In [None]:
# ! pip install --upgrade pip
# ! pip install --user numpy scipy matplotlib pyhf cabinetry uproot pandas

In [None]:
import numpy as np
import cabinetry
import pyhf
import json
import uproot
import pandas as pd
from pathlib import Path

cabinetry.__version__

# $B^+ \to K^+ \pi^0$ example 

Here we want to study the fitting of the $B^+ \to K^+ \pi^0$ channel, that you reconstructed in the basf2 workshop. There are some decisions to make before constructing a statistical model:

* **Fitting variable**: The choice of fitting variable is crucial.
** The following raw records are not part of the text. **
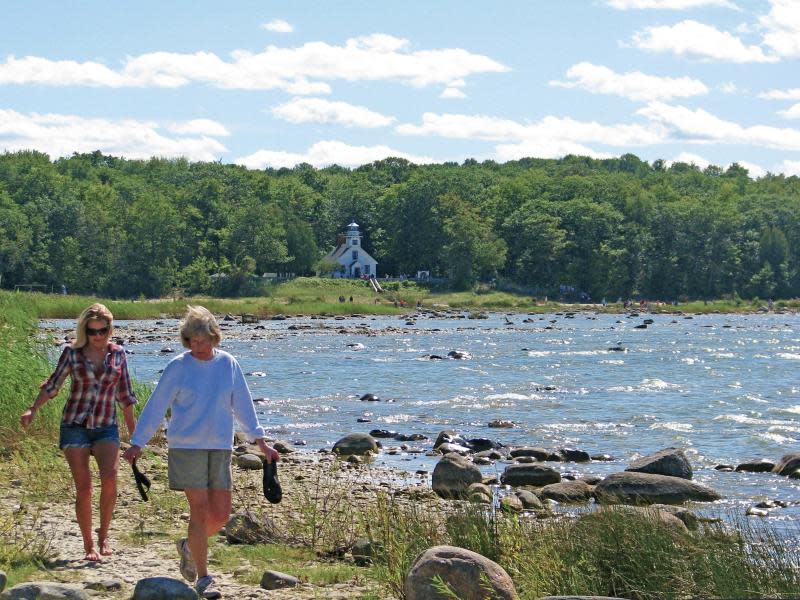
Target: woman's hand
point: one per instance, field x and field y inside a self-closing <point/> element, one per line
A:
<point x="27" y="417"/>
<point x="269" y="452"/>
<point x="132" y="453"/>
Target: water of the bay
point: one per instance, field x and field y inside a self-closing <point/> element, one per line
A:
<point x="723" y="387"/>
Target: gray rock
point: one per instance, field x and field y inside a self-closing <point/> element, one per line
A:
<point x="163" y="588"/>
<point x="788" y="464"/>
<point x="530" y="475"/>
<point x="537" y="453"/>
<point x="275" y="580"/>
<point x="452" y="476"/>
<point x="530" y="501"/>
<point x="760" y="465"/>
<point x="669" y="461"/>
<point x="45" y="590"/>
<point x="248" y="461"/>
<point x="356" y="443"/>
<point x="244" y="528"/>
<point x="466" y="573"/>
<point x="646" y="488"/>
<point x="568" y="491"/>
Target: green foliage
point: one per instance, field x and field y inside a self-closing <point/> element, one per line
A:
<point x="611" y="228"/>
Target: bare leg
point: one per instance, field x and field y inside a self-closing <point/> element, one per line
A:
<point x="107" y="456"/>
<point x="78" y="460"/>
<point x="209" y="510"/>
Ideally, one choses a variable where distributions of signal and background look very different. This gives more power to distinguish the two during the fitting procedure. Here we chose $\Delta E$, which is the difference between the energy of the $B$ and half the center of mass energy.

* **Binning**: The choice of binning is an important one. If the binning is too fine, we won't have enough statistics. If the binning is too wide, we lose information that might be important to us. In this example we chose a binning of 20 equally distributed bins in the range $-0.4 \geq \Delta E \geq 0.4$.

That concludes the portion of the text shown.